Content - efb9970548504499d94746c4dd25ad66879f5ffb - 254fc27/CHANGELOG.rst

visit type:
Tip revision: a3da1b02836537cf35564c914938c75d8ed1acec authored by Jerome Kelleher on 20 July 2016, 15:58:14 UTC
Changelog for 0.3.2.
Tip revision: a3da1b0
CHANGELOG.rst
********************
[0.3.2] - 2016-07-21
********************

Feature release adding new import and export features to the API
and CLI.

- New ``TreeSequence.write_records`` and ``TreeSequence.write_mutations``
  methods to serialise a tree sequence in a human readable text format.

- New ``msprime.load_txt()`` method that parses the above formats, and
  allows msprime to read in data from external sources.

- New ``TreeSequence.write_vcf`` method to write mutation information
  in VCF format.

- Miscellaneous documentation fixes.


********************
[0.3.1] - 2016-06-24
********************

Feature release adding population related methods to the API.

- New ``TreeSequence.get_population(sample_id)`` method.

- New ``TreeSequence.get_samples(population_id)`` method.

- Added the optional ``samples`` argument to the
  ``TreeSequence.get_pairwise_diversity`` method.

- Fixed a potential low-level buffer overrun problem.


********************
[0.3.0] - 2016-05-31
********************

Bugfix release affecting all users of the Python API. Version 0.2.0 contained a
confusing and inconsistent mix of times and rates being expressed in both
coalescent units and generations. This release changes _all_ times and rates
used when describing demographic models to generations, and also changes
all population sizes to be absolute. In the interest of consistency, the
units of the trees output by msprime are also changed to generations. This
is a major breaking change, and will require updates to all scripts using the
API.

This release also include some performance improvements and additional
functionality.

Mspms users are not affected, other than benefiting from performance
improvements.

Breaking changes:

- Time values are now rescaled into generations when a TreeSequence is
  created, and so all times associated with tree nodes are measured in
  generations.
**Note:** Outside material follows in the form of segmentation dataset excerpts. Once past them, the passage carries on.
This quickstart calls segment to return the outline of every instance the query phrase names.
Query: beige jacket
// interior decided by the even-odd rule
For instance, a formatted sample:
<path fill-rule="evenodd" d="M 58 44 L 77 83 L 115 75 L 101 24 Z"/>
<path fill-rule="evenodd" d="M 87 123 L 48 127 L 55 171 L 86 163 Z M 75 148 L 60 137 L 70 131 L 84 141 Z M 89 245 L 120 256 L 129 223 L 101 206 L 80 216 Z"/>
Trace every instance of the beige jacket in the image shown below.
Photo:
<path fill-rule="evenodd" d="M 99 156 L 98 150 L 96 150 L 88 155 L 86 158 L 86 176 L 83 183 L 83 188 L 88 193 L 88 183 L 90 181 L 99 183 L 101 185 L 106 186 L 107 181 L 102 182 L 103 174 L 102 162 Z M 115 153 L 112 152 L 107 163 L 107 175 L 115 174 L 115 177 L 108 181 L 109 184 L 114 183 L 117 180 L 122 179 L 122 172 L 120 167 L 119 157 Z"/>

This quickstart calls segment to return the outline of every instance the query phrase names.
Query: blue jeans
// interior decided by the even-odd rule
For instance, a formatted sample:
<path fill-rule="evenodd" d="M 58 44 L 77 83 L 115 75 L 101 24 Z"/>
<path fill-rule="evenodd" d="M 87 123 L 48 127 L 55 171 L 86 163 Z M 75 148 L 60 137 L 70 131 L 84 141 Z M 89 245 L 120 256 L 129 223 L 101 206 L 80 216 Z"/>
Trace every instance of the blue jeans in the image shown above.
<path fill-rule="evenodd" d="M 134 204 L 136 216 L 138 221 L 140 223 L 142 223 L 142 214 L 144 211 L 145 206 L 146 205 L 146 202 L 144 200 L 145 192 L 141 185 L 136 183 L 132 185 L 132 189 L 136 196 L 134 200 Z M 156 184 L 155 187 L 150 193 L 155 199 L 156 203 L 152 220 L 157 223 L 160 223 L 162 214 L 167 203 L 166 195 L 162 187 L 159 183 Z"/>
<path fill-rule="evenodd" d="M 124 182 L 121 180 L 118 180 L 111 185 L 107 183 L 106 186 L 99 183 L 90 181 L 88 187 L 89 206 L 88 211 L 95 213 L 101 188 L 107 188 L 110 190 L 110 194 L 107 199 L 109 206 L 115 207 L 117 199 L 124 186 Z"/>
The time values in any existing HDF5 file will now be
  interpreted as being in generations, so stored simulations must be
  rerun. To minimise the chance of this happening silently, we have
  incremented the file format major version number, so that attempts
  to read older versions will fail.

- Growth rate values for the PopulationConfiguration class are now
  per generation, and population sizes are absolute. These were in
  coalescent units and relative to Ne previously.

- GrowthRateChangeEvents and SizeChangeEvents have been replaced with
  a single class, PopulationParametersChange. This new class takes
  an initial_size as the absolute population size, and growth_rate
  per generation. Since the change in units was a breaking one,
  potentially leading to subtle and confusing bugs, we decided that
  the name refactoring would at least ensure that users would need
  to be aware that the change had been made. This API should now
  be stable, and will not be changed again without an excellent
  reason.

- MigrationRateChangeEvent has been renamed to MigrationRateChange
  and the migration rates are now per-generation.

- MassMigrationEvent has been renamed to MassMigration, and the
  values of source and destination swapped, fixing the bug in
  issue #14.

- The TreeSequence.records() method now returns an extra value,
  potentially breaking client code.

Improvements:

- Added tutorial for demographic events.

- Added DemographyDebugger class to help view the changes in populations
  over time.

- Added population tracking for coalescent events. We can now determine
  the population associated with every tree node. The relevant information
  has been added to the HDF5 file format.

- Improved performance for replication by reusing the same low-level
  simulator instance. This leads to significant improvements for large
  numbers of replicates of small simulations. Issue #8.

- Changed the TreeSequence.records() method to return named tuples.

- Added get_total_branch_length method. Issue #12.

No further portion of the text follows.